Solar Sail - Sail Configurations

Sail Configurations

Parachutes have very low mass, but a parachute is not a workable configuration for a solar sail. Analysis shows that a parachute configuration would collapse from the forces exerted by shroud lines, since radiation pressure does not behave like aerodynamic pressure, and would not act to keep the parachute open.

Eric Drexler proposed very high thrust-to-mass solar sails, and made prototypes of the sail material. His sail would use panels of thin aluminium film (30 to 100 nanometres thick) supported by a tensile structure. The sail would rotate and would have to be continually under thrust. He made and handled samples of the film in the laboratory, but the material was too delicate to survive folding, launch, and deployment. The design planned to rely on space-based production of the film panels, joining them to a deployable tension structure. Sails in this class would offer high area per unit mass and hence accelerations up to "fifty times higher" than designs based on deployable plastic films.

The highest thrust-to-mass designs for ground-assembled deployable structures are square sails with the masts and guy lines on the dark side of the sail. Usually there are four masts that spread the corners of the sail, and a mast in the center to hold guy-wires. One of the largest advantages is that there are no hot spots in the rigging from wrinkling or bagging, and the sail protects the structure from the Sun. This form can therefore go close to the Sun for maximum thrust. Most designs steer with small sails on the ends of the spars.

In the 1970s JPL studied many rotating blade and ring sails for a mission to rendezvous with Halley's Comet. The intention was to stiffen the structures using angular momentum, eliminating the need for struts, and saving mass. In all cases, surprisingly large amounts of tensile strength were needed to cope with dynamic loads. Weaker sails would ripple or oscillate when the sail's attitude changed, and the oscillations would add and cause structural failure. The difference in the thrust-to-mass ratio between practical designs was almost nil, and the static designs were easier to control.

JPL's reference design was called the "heliogyro." It had plastic-film blades deployed from rollers and held out by centrifugal forces as it rotated. The spacecraft's attitude and direction were to be completely controlled by changing the angle of the blades in various ways, similar to the cyclic and collective pitch of a helicopter. Although the design had no mass advantage over a square sail, it remained attractive because the method of deploying the sail was simpler than a strut-based design.

JPL also investigated "ring sails" (Spinning Disk Sail in the above diagram), panels attached to the edge of a rotating spacecraft. The panels would have slight gaps, about one to five percent of the total area. Lines would connect the edge of one sail to the other. Masses in the middles of these lines would pull the sails taut against the coning caused by the radiation pressure. JPL researchers said that this might be an attractive sail design for large manned structures. The inner ring, in particular, might be made to have artificial gravity roughly equal to the gravity on the surface of Mars.

A solar sail can serve a dual function as a high-gain antenna. Designs differ, but most modify the metallization pattern to create a holographic monochromatic lens or mirror in the radio frequencies of interest, including visible light.

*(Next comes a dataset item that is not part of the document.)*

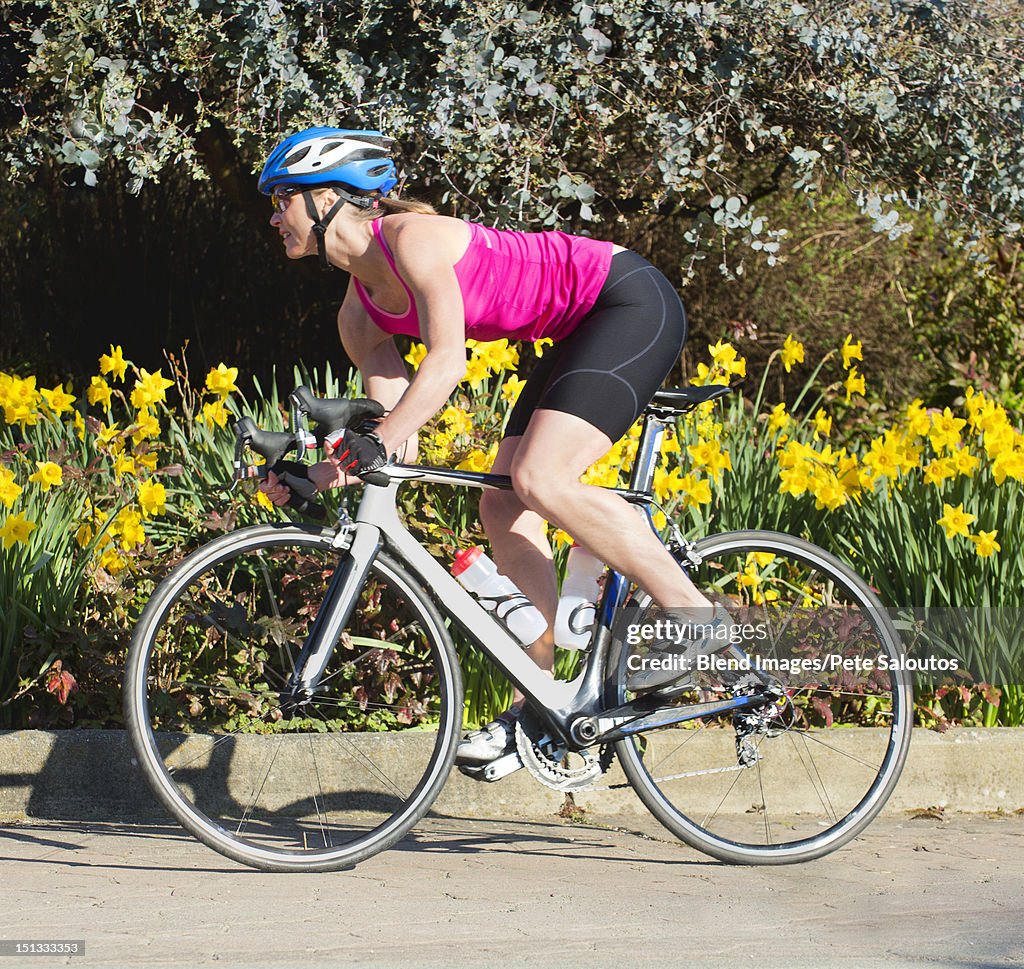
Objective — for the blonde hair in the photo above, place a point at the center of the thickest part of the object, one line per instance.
(387, 206)
(394, 206)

Pekka Janhunen from FMI has invented a type of solar sail called the electric solar wind sail. Mechanically it has little in common with the traditional solar sail design. The sails are replaced with straightened conducting tethers (wires) placed radially around the host ship. The wires are electrically charged to create an electric field around the wires. The electric field extends a few tens of metres into the plasma of the surrounding solar wind. The solar electrons are reflected by the electric field (like the photons on a traditional solar sail). The radius of the sail is from the electric field rather than the actual wire itself, making the sail lighter. The craft can also be steered by regulating the electric charge of the wires. A practical electric sail would have 50-100 straightened wires with a length of about 20 km each.

A magnetic sail would also employ the solar wind. However, the magnetic field deflects the electrically charged particles in the wind. It uses wire loops, and runs a static current through them instead of applying a static voltage.

All these designs maneuver, though the mechanisms are different. Magnetic sails bend the path of the charged protons that are in the solar wind. By changing the sails' attitudes, and the size of the magnetic fields, they can change the amount and direction of the thrust. Electric solar wind sails can adjust their electrostatic fields and sail attitudes.